Michael Curtiz: Aventura e Reflexão

Michael Curtiz: Aventura e Reflexão



Nildo Viana



O cineasta Michael Curtiz dirigiu diversos filmes considerados do gênero aventura. Este gênero é, de toda produção cinematográfica, um dos que tem menos potencial crítico e reflexivo. Isto se deve a própria lógica do filme de aventura, marcada por uma história cujo herói deve realizar um objetivo e esta é a meta a ser realizada através de viagens, combates e heroísmo. No entanto, existem algumas exceções. Michael Curtiz foi o responsável pela produção de vários filmes de aventura, mas contribuiu no sentido de colocar reflexão na sua produção fílmica.
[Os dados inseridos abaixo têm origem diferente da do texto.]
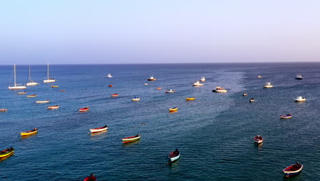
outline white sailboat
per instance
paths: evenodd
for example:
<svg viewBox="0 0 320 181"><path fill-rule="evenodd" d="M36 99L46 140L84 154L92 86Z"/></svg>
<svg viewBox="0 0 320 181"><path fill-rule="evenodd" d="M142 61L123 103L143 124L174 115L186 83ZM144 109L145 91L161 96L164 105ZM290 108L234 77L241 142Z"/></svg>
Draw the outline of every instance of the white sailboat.
<svg viewBox="0 0 320 181"><path fill-rule="evenodd" d="M9 89L25 89L27 88L26 86L19 86L21 84L17 84L16 83L16 64L14 64L14 86L8 86Z"/></svg>
<svg viewBox="0 0 320 181"><path fill-rule="evenodd" d="M48 67L48 69L46 70L46 78L47 80L43 80L43 82L44 83L51 83L51 82L55 82L55 78L51 78L49 76L49 63L47 64L47 67Z"/></svg>
<svg viewBox="0 0 320 181"><path fill-rule="evenodd" d="M36 86L40 84L38 82L36 82L31 79L31 71L30 71L30 66L29 66L29 74L28 74L28 83L27 83L27 86Z"/></svg>

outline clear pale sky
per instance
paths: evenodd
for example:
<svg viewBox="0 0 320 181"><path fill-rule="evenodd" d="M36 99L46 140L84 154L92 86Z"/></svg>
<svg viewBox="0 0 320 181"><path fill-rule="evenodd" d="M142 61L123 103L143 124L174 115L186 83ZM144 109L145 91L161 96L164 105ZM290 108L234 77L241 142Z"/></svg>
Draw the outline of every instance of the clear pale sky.
<svg viewBox="0 0 320 181"><path fill-rule="evenodd" d="M319 0L10 0L0 64L319 62Z"/></svg>

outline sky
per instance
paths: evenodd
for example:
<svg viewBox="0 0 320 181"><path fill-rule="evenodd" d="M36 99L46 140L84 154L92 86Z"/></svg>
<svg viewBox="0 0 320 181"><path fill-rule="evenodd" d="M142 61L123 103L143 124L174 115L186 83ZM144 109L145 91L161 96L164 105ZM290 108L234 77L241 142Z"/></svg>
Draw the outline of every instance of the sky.
<svg viewBox="0 0 320 181"><path fill-rule="evenodd" d="M0 2L0 64L319 62L319 0Z"/></svg>

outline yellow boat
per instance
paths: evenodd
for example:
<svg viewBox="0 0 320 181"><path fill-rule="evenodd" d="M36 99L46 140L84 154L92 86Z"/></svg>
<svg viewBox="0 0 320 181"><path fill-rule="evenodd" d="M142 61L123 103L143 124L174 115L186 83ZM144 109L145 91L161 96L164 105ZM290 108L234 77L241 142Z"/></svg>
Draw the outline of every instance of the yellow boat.
<svg viewBox="0 0 320 181"><path fill-rule="evenodd" d="M34 128L32 130L29 130L29 131L27 131L27 132L20 132L20 134L21 134L21 136L28 136L28 135L34 134L36 134L37 132L38 132L38 128Z"/></svg>
<svg viewBox="0 0 320 181"><path fill-rule="evenodd" d="M196 99L196 97L187 97L187 98L185 98L186 101L193 101L194 99Z"/></svg>

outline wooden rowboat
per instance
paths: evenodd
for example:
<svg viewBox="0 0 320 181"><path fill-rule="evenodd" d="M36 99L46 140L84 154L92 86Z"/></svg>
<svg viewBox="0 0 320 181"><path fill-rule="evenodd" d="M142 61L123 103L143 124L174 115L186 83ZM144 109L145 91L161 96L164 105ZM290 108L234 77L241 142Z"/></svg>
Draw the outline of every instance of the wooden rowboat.
<svg viewBox="0 0 320 181"><path fill-rule="evenodd" d="M303 167L303 165L300 165L299 162L297 162L296 164L292 165L283 169L283 173L284 173L286 177L291 177L299 173Z"/></svg>
<svg viewBox="0 0 320 181"><path fill-rule="evenodd" d="M57 105L57 106L48 106L48 109L57 109L59 108L59 106Z"/></svg>
<svg viewBox="0 0 320 181"><path fill-rule="evenodd" d="M13 147L0 151L0 158L9 156L13 154L14 152L14 148Z"/></svg>
<svg viewBox="0 0 320 181"><path fill-rule="evenodd" d="M28 136L28 135L34 134L36 134L37 132L38 132L38 128L34 128L32 130L29 130L29 131L27 131L27 132L20 132L20 134L21 134L21 136Z"/></svg>
<svg viewBox="0 0 320 181"><path fill-rule="evenodd" d="M135 136L126 137L126 138L122 138L122 142L123 143L126 143L136 141L139 140L140 137L141 137L140 134L137 134Z"/></svg>
<svg viewBox="0 0 320 181"><path fill-rule="evenodd" d="M180 158L180 154L181 152L177 149L176 150L173 151L171 152L169 156L168 156L168 158L169 159L169 163L172 163L175 162L176 160Z"/></svg>
<svg viewBox="0 0 320 181"><path fill-rule="evenodd" d="M96 132L101 132L105 131L107 129L108 129L108 127L107 125L105 125L105 126L101 127L101 128L90 129L90 130L91 133L96 133Z"/></svg>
Michael Curtiz, húngaro que produziu seus primeiros filmes na Europa e depois, em 1926, foi para os Estados Unidos, dirigiu vários filmes de aventura. Este é o caso do seu filme Lobo do Mar (EUA, 1941) baseada no romance de Jack London, que apresenta vários elementos para uma reflexão psicanalítica do Capitão Larsen. A produção de 1941 é bem superior a qualquer uma outra dentre as várias versões cinematográficas desta obra literária, tal como A Lenda do Lobo do Mar (Joseph Green, EUA, 2005). Em O Lobo do Mar, o Capitão Larsen exerce um poder tirânico e cruel e o filme mostra como sua vida miserável é a chave para entender sua personalidade e atitudes.

Outro exemplo é o filme Robin Hood (EUA, 1938), que manifesta um certo inconformismo, pela própria natureza irreverente e ilegal do herói, embora a versão não seguiu a radicalidade da origem social do destemido ladrão dos ricos e benfeitor dos pobres, mas mesmo assim apresenta alguns elementos que vão além da mera ação aventuresca.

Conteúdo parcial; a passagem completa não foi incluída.